Just to have some fun with these numbers, let’s assume they are points assigned to each team for getting an advantage in that category. Let’s see how the Knicks did last night.
Shooting% – 10 points
Portland shot 50% yesterday (34-68), while the Knicks only shot 47% (38-81). However I just measured FG% there, and the original wording was “shooting %.” FG% doesn’t account for the extra bonus you get from hitting three pointers, just like batting average in baseball doesn’t make a distinction between a single and a home run. Last year Doug “Can I buy a vowel?” Mientkiewicz and Hank Blalock both hit .300. However, Blalock hit 29 homers, while Mientkiewicz hit only 11.
Accounting for treys, both teams get a slight bump. Portland’s aFG% is now 52%, and the Knicks 49%. It’s close, but Portland wins 10 points.
Turnovers – 6 points
The Blazers turned the ball over 13 times, the Knicks 11. The Knicks will get the 6 point for this one. One interesting thing about ESPN’s box scores is that you can see how many points the team scored on turnovers. The Knicks scored 18 points off of turnovers, while Portland only had 13.
Offensive Rebounds – 5 points
The Knicks win again here, anyway you look at it. They had more offensive rebounds 12 to 6. You could argue that they had more chances, since they missed more shots. This is true, but they also converted a higher amount of those chances. Portland had 36 boards, 6 on the offensive side. So that means they had 30 defensive rebounds. The Knicks had 12 offensive rebounds, so that means they had 42 (30+12) total chances. The Knicks got 12 of them, which works out to 29%. The Knicks got 28 defensive rebounds (40 total – 12 offensive), and the Blazers got 6 offensive rebounds. That mean Portland got 6 offensive rebounds in 34 total, or 18%.

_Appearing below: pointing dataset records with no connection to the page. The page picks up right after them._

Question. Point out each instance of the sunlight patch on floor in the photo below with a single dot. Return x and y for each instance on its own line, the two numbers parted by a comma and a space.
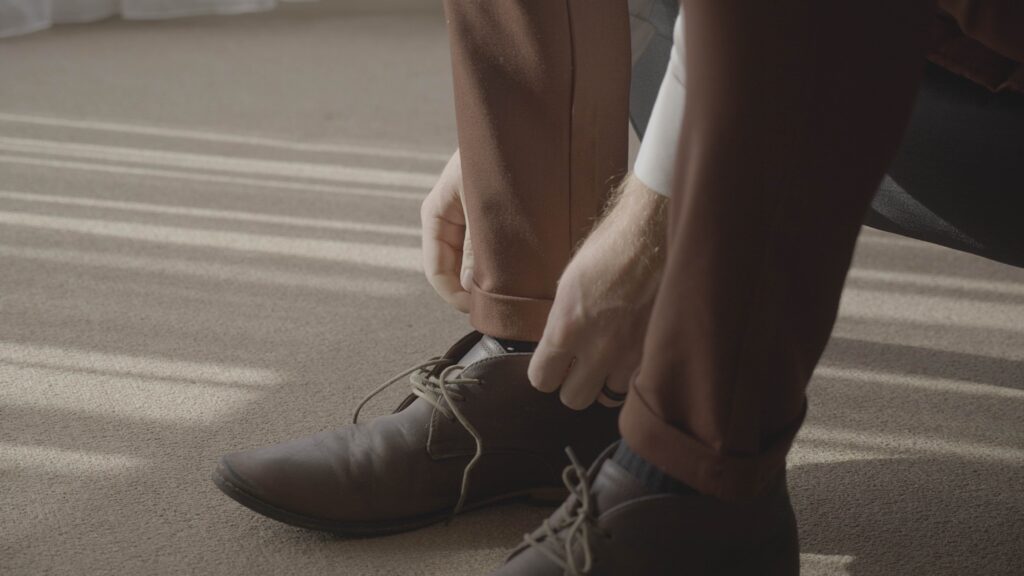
233, 215
944, 385
824, 565
218, 272
222, 137
910, 444
144, 366
370, 254
265, 183
939, 281
65, 462
103, 393
247, 166
889, 306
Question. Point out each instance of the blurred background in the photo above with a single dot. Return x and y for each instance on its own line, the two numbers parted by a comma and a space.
209, 240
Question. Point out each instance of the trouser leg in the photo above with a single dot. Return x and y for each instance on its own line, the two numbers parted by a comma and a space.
542, 100
794, 110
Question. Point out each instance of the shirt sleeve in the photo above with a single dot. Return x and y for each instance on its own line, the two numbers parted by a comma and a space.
655, 163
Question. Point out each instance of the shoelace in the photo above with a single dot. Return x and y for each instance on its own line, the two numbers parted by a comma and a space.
578, 525
433, 389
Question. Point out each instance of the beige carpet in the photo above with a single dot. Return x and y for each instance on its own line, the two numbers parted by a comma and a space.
208, 241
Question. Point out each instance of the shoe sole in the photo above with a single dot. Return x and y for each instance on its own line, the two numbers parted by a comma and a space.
227, 482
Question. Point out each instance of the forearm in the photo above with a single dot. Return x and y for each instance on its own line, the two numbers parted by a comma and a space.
629, 242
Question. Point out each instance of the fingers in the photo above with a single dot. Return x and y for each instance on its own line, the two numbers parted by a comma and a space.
443, 236
619, 382
584, 382
467, 262
549, 367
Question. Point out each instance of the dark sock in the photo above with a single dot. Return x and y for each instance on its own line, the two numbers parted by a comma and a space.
517, 345
648, 475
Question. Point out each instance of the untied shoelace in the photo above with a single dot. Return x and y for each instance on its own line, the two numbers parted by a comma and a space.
434, 389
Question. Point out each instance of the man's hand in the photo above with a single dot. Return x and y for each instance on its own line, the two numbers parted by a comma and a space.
448, 254
595, 331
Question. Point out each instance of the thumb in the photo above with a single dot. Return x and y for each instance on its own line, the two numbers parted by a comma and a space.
466, 278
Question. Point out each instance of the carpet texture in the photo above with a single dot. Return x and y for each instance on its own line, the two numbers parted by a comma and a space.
209, 241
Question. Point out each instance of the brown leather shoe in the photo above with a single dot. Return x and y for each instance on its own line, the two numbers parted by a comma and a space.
464, 439
611, 525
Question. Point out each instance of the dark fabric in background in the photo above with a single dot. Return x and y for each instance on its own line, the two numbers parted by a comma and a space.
958, 177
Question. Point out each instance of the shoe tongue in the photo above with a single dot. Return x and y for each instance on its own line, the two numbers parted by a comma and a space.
614, 485
485, 347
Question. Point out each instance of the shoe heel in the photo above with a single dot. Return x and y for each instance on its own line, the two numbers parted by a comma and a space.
548, 496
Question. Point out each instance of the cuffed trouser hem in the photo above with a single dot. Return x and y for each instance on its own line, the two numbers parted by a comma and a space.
689, 460
508, 317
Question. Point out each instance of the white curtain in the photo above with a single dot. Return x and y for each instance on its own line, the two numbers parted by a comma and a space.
23, 16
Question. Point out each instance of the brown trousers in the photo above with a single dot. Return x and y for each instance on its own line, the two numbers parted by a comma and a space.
794, 111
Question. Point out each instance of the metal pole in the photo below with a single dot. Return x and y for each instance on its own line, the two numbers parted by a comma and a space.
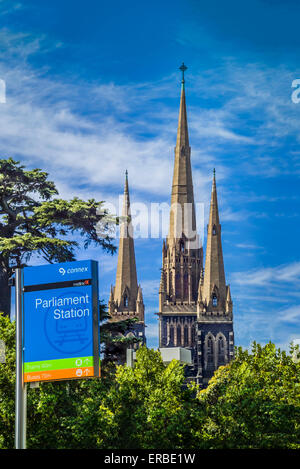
21, 397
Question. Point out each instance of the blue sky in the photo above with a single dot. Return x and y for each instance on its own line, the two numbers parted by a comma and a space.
92, 89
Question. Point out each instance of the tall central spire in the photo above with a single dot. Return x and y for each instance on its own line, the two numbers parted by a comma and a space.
182, 216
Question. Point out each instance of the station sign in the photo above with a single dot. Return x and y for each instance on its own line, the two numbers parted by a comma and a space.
61, 321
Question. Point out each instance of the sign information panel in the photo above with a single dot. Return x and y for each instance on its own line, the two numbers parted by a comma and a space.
61, 321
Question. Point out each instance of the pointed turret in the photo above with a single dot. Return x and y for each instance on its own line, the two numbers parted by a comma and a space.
126, 288
182, 216
214, 286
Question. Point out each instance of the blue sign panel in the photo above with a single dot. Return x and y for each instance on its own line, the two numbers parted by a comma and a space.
61, 321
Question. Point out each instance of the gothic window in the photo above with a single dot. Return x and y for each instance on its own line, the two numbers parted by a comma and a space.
186, 285
221, 351
171, 340
210, 353
178, 285
193, 334
178, 335
215, 300
186, 336
125, 301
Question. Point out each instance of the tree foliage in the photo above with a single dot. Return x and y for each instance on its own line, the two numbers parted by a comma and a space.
34, 221
254, 402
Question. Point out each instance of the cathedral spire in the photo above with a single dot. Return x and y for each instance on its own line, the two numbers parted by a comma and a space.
214, 286
126, 288
182, 216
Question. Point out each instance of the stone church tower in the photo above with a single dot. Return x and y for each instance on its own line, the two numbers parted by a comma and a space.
215, 342
195, 307
126, 297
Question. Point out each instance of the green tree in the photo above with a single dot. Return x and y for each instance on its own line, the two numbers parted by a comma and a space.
148, 406
7, 384
32, 221
254, 402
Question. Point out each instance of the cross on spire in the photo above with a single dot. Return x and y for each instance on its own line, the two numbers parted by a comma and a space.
183, 68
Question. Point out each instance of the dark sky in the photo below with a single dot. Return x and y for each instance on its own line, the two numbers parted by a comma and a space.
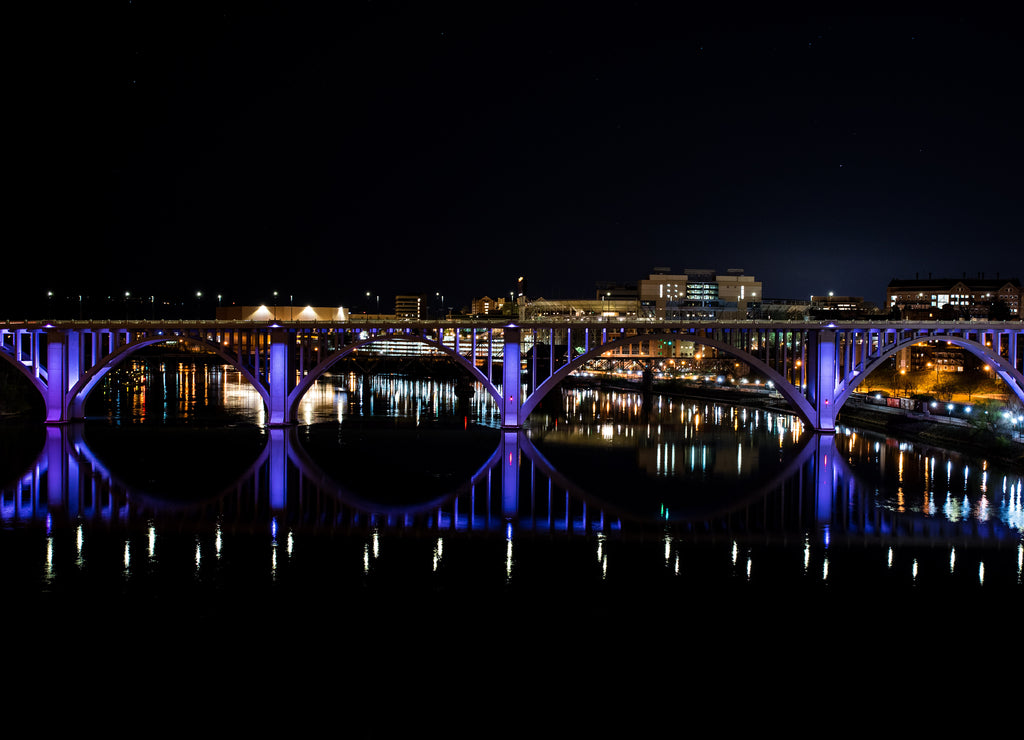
246, 147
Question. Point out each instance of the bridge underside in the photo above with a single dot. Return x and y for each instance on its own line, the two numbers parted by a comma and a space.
815, 367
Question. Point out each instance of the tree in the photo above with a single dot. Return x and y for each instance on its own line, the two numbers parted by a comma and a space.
970, 382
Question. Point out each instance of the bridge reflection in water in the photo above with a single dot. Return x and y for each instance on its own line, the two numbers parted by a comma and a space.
806, 489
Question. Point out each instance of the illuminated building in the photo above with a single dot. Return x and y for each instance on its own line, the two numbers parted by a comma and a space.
955, 299
409, 306
487, 306
282, 313
698, 293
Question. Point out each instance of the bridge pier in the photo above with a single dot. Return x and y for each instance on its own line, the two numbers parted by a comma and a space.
280, 380
511, 378
821, 378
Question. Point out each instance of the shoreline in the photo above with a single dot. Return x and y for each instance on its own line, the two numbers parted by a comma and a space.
912, 427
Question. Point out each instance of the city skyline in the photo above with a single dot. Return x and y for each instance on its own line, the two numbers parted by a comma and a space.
398, 149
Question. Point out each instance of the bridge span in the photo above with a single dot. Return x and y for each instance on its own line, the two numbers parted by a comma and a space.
814, 365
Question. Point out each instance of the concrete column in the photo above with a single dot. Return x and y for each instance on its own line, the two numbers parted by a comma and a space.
278, 462
824, 477
511, 394
510, 474
279, 378
821, 378
56, 377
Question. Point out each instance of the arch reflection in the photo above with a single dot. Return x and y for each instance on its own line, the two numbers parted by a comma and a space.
814, 487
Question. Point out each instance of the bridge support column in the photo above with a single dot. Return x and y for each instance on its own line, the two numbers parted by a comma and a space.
824, 477
511, 378
280, 379
58, 379
278, 462
510, 474
821, 379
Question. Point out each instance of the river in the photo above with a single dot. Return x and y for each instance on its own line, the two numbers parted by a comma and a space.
399, 530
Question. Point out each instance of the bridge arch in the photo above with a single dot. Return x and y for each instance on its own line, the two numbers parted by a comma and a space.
25, 371
793, 395
79, 392
1012, 377
306, 382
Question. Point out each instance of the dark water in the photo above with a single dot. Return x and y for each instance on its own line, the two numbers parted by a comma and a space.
396, 538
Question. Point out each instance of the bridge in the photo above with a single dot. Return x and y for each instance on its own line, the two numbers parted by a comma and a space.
814, 365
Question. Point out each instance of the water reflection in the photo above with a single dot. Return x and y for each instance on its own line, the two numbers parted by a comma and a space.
398, 487
572, 479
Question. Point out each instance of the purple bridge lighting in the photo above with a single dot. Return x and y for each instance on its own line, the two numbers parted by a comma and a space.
815, 366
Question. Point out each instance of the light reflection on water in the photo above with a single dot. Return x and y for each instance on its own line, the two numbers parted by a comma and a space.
632, 480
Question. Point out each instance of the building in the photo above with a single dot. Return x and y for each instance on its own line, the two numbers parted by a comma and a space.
410, 306
955, 299
839, 307
282, 313
487, 306
697, 293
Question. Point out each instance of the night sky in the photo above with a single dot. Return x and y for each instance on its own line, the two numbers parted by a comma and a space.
248, 147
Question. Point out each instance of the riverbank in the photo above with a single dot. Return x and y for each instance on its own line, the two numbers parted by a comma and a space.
918, 428
939, 432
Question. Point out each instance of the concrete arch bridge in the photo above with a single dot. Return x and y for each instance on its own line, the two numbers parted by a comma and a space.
815, 366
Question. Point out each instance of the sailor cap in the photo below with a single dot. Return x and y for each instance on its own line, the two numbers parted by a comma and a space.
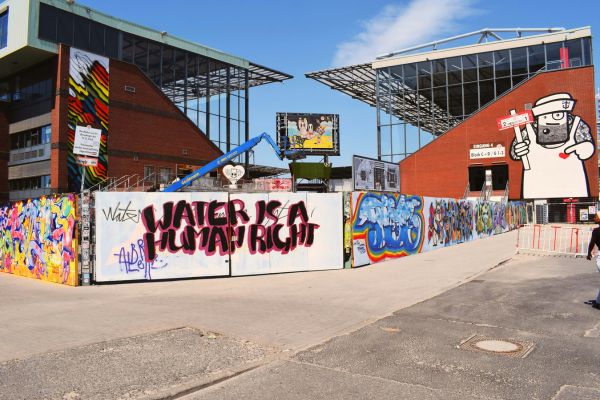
559, 102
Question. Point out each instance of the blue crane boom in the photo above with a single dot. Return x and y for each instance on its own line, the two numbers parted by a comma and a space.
225, 158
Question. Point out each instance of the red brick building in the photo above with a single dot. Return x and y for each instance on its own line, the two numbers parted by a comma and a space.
163, 105
440, 111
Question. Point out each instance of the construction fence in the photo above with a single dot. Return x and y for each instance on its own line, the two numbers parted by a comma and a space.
560, 240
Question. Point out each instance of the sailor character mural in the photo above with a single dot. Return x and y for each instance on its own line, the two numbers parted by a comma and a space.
554, 147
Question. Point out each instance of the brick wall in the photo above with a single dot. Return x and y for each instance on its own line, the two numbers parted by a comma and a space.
4, 155
146, 128
440, 169
58, 160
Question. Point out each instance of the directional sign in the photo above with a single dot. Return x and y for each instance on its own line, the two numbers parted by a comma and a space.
87, 161
515, 120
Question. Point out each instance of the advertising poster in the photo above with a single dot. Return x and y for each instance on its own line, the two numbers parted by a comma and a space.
316, 134
370, 174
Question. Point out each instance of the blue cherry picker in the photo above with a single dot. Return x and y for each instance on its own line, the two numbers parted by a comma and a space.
225, 158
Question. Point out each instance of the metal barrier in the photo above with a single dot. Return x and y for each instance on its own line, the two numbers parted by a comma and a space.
554, 240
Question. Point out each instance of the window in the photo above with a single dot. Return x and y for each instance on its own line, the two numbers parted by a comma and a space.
46, 134
537, 58
148, 171
574, 55
166, 175
454, 70
486, 65
47, 22
31, 183
82, 32
502, 60
4, 29
33, 137
519, 61
439, 72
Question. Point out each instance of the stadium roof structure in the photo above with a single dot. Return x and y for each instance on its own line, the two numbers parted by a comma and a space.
366, 82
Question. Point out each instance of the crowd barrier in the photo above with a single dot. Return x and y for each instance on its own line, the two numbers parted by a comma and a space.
554, 239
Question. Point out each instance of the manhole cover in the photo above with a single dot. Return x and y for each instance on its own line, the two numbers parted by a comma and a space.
505, 347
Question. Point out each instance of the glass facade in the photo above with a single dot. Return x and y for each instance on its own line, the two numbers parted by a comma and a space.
30, 138
29, 93
431, 97
4, 29
213, 94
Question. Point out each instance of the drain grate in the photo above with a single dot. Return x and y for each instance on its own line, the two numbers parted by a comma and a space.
505, 347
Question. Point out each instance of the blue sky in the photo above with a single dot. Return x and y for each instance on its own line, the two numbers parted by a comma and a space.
303, 36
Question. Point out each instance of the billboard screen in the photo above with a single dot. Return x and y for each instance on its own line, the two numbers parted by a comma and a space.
316, 134
371, 174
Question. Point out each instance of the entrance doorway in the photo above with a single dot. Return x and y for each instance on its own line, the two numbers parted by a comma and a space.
497, 174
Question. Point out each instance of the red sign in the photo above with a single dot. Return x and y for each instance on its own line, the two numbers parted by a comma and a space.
515, 120
273, 184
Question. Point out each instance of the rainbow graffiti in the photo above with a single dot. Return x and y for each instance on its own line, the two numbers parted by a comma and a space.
38, 240
386, 225
88, 105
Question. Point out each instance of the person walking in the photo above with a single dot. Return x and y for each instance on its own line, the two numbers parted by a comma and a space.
595, 241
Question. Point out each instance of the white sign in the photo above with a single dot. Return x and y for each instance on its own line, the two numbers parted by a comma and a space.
498, 151
233, 174
87, 141
87, 161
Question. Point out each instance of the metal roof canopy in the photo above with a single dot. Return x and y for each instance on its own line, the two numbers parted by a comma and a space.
360, 81
258, 74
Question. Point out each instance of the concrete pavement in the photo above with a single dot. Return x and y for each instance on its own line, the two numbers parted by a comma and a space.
416, 353
287, 311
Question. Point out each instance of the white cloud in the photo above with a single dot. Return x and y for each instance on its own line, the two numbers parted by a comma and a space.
397, 27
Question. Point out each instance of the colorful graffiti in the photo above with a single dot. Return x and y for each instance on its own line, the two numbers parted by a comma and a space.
38, 240
387, 225
450, 222
88, 105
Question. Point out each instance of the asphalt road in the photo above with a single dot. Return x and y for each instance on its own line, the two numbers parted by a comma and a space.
538, 302
442, 299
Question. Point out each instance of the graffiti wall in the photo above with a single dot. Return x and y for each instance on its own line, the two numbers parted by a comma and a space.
553, 149
88, 106
38, 239
387, 226
179, 235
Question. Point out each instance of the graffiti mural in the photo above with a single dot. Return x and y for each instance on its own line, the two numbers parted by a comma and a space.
386, 225
88, 105
555, 146
176, 235
450, 222
38, 240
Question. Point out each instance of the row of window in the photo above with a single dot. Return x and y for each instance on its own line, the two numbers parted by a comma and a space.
30, 138
59, 26
185, 77
31, 183
493, 64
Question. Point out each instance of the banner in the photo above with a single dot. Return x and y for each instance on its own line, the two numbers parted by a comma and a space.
88, 112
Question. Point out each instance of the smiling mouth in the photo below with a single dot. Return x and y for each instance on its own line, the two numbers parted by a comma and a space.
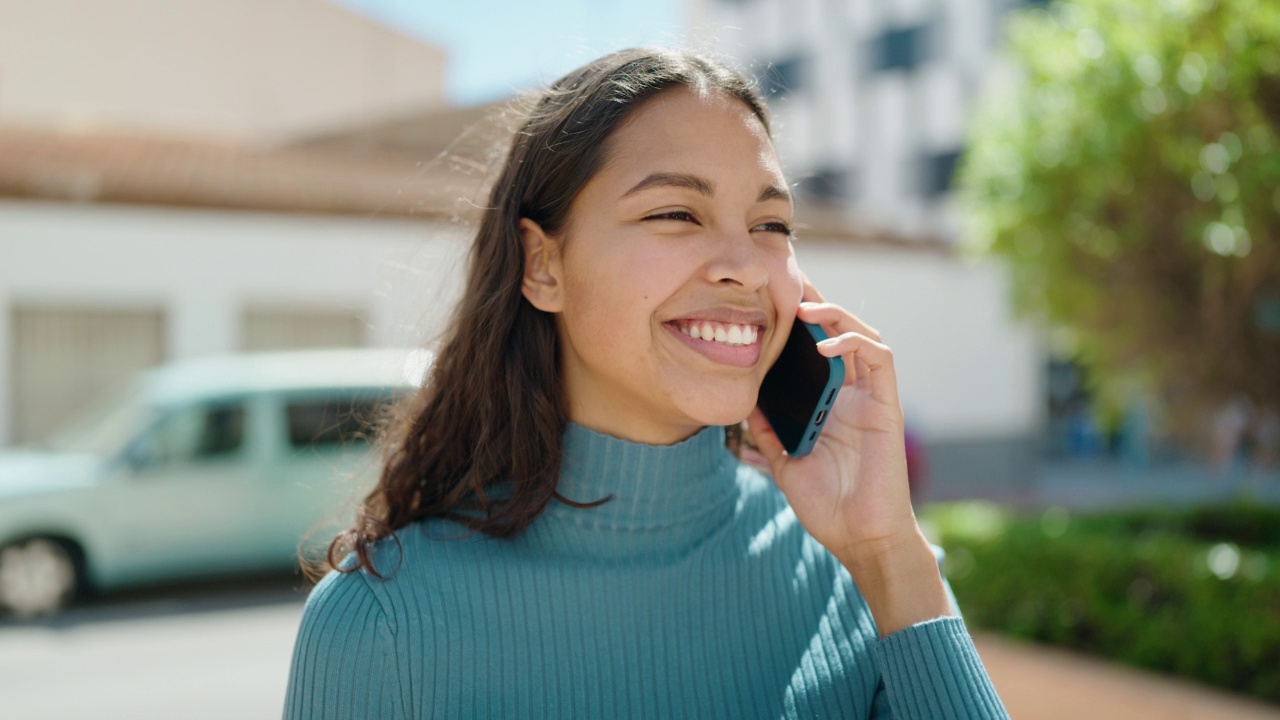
723, 333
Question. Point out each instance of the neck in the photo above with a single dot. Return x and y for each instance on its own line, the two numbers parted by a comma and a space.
663, 497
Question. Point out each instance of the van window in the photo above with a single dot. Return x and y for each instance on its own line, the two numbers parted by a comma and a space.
332, 422
197, 433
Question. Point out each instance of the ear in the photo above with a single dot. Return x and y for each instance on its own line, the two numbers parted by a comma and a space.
543, 282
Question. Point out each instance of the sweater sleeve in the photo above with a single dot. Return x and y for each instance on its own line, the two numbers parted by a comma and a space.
932, 670
344, 659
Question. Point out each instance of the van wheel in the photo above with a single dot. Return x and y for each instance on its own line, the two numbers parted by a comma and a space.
37, 577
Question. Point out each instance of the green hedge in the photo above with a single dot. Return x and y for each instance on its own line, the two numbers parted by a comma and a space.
1193, 593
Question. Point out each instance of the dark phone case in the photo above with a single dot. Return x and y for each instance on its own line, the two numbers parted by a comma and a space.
799, 390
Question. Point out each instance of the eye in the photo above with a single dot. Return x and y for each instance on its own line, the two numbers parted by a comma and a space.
673, 215
776, 227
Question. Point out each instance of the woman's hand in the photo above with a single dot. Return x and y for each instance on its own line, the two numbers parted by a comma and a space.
851, 491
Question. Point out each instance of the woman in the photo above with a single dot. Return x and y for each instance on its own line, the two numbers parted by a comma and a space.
562, 528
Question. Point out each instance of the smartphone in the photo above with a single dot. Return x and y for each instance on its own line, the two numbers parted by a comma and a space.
800, 388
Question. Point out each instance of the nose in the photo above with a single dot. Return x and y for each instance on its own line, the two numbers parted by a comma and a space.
737, 261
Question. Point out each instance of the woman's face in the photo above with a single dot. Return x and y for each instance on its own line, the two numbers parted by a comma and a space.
675, 278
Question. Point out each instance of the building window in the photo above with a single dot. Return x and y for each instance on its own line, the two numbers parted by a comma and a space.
830, 185
901, 49
938, 172
782, 77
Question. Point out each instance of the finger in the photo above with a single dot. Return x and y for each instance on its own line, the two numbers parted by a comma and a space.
876, 356
832, 315
766, 440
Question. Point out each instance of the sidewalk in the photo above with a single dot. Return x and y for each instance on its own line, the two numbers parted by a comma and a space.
1042, 683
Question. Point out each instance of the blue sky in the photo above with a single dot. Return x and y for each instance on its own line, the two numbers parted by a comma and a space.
497, 46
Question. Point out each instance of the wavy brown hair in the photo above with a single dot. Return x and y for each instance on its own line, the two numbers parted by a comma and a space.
480, 443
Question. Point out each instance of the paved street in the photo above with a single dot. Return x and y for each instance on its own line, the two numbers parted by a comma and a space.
223, 651
192, 654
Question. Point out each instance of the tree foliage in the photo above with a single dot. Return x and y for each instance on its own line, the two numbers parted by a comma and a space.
1129, 174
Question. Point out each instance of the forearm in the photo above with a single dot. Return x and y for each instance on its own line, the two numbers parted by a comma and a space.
900, 582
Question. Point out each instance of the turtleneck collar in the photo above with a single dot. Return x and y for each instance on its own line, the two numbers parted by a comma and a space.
664, 497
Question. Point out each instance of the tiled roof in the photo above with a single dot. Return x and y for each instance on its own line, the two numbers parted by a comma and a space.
164, 171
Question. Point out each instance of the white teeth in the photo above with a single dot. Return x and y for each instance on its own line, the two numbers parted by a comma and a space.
728, 335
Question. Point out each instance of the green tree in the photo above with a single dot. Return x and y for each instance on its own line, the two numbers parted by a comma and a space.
1129, 174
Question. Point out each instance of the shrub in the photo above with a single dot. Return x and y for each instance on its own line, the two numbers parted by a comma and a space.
1188, 592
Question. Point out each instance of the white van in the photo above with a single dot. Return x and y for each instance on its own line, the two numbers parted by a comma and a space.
205, 466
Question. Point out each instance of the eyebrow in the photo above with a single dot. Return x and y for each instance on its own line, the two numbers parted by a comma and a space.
700, 186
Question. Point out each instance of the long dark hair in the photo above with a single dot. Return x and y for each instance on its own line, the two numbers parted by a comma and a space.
480, 443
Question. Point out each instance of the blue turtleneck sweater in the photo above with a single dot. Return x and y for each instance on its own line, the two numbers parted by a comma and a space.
693, 593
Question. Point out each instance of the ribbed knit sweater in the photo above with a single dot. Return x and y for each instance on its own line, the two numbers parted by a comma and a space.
693, 593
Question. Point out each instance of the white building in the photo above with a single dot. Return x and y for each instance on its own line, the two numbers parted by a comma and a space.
119, 250
118, 253
871, 96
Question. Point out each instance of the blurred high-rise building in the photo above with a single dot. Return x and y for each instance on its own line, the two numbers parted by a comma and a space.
871, 98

Getting to the Line – 3 points
It’s well known that the Knicks commit a lot of fouls, and Portland took advantage of this. The Blazers shot from the charity stripe 23 times, and the Knicks only had 16. Advantage to Portland.
So what do we end up with? Portland 13, Knicks 11. However the Knicks won this game, so what gives? First this information wasn’t meant to be used the way I did. I just took the numbers to mean something out of their original context.
Second, the system I created has flaws. I assigned the entire point value for the winner of each category. For example, “shooting %” was close enough that we shouldn’t have given Portland a full 10 point advantage. Three percentage points in aFG% doesn’t mean much. Maybe I could have given them a 6, instead.
Finally the game was close. The Knicks won by one point. This means if they missed one shot or Portland hit one more the final numbers of my little system would not have changed, but the result of the game would have been very different.